I can see both sides of this.
First off, Spez is being a greedy bitch, on multiple levels. Those API calls cost Reddit next to nothing in terms of data center fees for the traffic, compared to the traffic they get from browsers and their own app. He never expected these third-party app developers to be able to pay up. He wants to force them out of business intentionally and drive users to Reddit's official app. Why? Because mobile apps spy on people. A lot. That small percentage of users on third-party apps are not sending their user metrics to Reddit, they're sending them to the app developers. Naturally, the userbase are upset with this change in API pricing and exclusion of third-party apps because Reddit's mobile app is a giant steaming pile of dog shit that couldn't be saved even if you had a legend like Terry Davis refactor the code, and jannies on Reddit are used to the expanded feature sets provided by these alternative apps.
On the other hand, the Reddit jannies' spastic freakout, taking subs private, spamming NSFW content, and so on, reeks of typical janny entitlement, where unpaid volunteers believe that they're stakeholders in the site and have a right to dictate how it's run. They do not. They don't own jack shit. They're not landed gentry, they're jannies, and they do it for free. They can be removed at any time by the site's owners.

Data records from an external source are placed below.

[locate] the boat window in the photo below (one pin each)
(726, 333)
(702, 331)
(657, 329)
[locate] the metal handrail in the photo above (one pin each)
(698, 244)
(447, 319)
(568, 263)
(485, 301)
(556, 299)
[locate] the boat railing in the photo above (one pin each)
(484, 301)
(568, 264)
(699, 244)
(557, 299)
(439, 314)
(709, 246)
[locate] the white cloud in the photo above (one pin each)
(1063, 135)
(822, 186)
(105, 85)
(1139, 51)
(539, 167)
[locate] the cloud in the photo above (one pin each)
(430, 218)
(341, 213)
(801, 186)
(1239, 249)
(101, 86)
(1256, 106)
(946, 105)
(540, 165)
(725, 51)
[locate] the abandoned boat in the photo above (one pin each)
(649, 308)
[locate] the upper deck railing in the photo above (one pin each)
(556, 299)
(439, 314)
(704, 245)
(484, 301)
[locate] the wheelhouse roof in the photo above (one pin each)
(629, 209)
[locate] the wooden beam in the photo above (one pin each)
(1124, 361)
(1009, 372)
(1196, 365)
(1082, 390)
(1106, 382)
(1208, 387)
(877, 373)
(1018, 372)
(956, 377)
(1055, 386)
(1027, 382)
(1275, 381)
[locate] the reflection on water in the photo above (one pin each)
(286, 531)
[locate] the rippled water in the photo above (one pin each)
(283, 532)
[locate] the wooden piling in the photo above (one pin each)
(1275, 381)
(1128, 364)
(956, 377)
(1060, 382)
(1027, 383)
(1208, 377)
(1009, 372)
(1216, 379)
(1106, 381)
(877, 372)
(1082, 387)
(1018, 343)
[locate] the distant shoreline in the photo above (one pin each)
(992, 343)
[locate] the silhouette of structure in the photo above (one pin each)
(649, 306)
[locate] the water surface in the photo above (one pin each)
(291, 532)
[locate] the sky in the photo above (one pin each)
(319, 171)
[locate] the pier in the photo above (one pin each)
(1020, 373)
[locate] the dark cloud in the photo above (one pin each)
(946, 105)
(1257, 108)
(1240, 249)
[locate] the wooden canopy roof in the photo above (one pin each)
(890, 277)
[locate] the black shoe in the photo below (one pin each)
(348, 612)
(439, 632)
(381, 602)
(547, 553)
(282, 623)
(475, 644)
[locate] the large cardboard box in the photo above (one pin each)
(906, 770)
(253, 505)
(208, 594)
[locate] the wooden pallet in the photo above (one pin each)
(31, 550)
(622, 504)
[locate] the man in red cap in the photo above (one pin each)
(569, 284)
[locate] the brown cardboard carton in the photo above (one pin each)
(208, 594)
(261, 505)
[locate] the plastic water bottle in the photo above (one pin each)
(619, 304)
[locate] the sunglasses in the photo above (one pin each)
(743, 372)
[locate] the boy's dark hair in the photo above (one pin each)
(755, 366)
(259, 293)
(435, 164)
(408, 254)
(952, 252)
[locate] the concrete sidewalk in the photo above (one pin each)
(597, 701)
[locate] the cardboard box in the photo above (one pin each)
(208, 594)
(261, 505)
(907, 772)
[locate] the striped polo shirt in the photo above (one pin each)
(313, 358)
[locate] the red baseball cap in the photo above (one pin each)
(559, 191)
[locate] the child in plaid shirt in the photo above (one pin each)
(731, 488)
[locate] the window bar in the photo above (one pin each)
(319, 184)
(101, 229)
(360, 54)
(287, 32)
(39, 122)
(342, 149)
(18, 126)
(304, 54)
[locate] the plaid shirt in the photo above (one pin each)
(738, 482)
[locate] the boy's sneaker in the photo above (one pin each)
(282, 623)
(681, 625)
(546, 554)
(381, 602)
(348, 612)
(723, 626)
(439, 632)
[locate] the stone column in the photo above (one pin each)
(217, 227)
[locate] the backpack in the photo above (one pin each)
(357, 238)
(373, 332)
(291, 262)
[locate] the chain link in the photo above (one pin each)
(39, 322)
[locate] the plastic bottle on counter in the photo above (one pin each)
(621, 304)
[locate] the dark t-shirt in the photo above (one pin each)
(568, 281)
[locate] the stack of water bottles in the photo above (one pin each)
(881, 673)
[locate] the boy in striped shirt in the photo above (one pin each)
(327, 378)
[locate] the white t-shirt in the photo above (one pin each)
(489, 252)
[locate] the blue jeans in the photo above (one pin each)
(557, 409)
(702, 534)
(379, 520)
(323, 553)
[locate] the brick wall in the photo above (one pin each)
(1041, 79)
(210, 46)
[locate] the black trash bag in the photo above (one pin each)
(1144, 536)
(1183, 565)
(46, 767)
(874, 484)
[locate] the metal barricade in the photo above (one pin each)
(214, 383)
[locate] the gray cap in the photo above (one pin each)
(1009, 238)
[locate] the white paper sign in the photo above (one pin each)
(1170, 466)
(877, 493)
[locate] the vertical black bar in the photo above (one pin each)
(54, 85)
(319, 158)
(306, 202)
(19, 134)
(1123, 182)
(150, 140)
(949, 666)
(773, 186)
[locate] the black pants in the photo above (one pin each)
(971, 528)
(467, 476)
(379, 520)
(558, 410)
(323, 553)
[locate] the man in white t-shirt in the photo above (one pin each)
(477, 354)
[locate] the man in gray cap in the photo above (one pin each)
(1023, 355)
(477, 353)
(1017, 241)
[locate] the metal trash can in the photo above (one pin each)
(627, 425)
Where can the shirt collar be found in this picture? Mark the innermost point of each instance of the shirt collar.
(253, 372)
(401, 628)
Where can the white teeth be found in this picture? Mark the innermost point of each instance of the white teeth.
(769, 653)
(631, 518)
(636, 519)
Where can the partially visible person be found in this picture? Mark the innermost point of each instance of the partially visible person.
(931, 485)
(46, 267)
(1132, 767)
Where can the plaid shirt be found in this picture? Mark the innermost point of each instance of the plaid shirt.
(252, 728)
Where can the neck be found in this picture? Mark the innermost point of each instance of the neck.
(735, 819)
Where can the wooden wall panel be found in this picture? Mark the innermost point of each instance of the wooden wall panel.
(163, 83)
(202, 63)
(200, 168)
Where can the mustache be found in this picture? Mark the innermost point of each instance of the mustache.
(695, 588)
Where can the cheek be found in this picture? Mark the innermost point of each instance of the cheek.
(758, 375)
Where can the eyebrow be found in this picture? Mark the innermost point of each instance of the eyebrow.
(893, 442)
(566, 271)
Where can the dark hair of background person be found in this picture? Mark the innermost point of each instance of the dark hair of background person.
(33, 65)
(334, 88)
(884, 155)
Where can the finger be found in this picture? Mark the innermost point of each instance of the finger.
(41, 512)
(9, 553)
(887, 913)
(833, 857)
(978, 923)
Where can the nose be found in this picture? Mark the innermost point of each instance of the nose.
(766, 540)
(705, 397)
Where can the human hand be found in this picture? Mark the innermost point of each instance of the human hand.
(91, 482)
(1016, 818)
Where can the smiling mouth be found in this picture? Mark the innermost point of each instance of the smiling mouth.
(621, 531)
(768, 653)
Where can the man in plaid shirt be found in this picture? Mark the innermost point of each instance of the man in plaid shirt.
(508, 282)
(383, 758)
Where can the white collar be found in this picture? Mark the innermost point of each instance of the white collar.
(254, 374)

Though the Redditomachy has been very entertaining to watch, it has only reinforced my opinion that the fundamental client-server structure of the internet is a bust, and we need distributed web protocols to take its place. Today's social media sites are not in any way interoperable; there is no real data portability or interconnectivity between them, their APIs are all different and proprietary, and at any time, admins can cut users off from profiles that they spent years building, or arbitrarily restrict site functionality. And, of course, as Matt Taibbi and the Twitter Files showed, big social media sites use algorithmic manipulation to promote "ideologically acceptable" content that lies within the Overton Window, while excluding everything else, and if that doesn't work, they collaborate with governments on censorship.
This isn't how anything else in our lives works. When you go out in public and strike up a conversation with someone on a street corner, there is no middleman standing between you and the other person who reaches out and pinches your lips shut if he doesn't like what you're saying. If the internet is a public square, then why is so much of it controlled by a tiny handful of private companies who want to act like publishers, curate user content, and dictate every single aspect of how their platforms can be used? People ought to have sole responsibility and full data custody over their communications online, because that's how face-to-face communication outside the internet works.
Let's be honest, who the heck wants to suck the proprietary API and algorithmic censorship dicks of giant, centralized social media sites forever? Compared to the Web 1.0 of a diverse array of specialty forums catering to every interest, isn't this basically a vision of hell?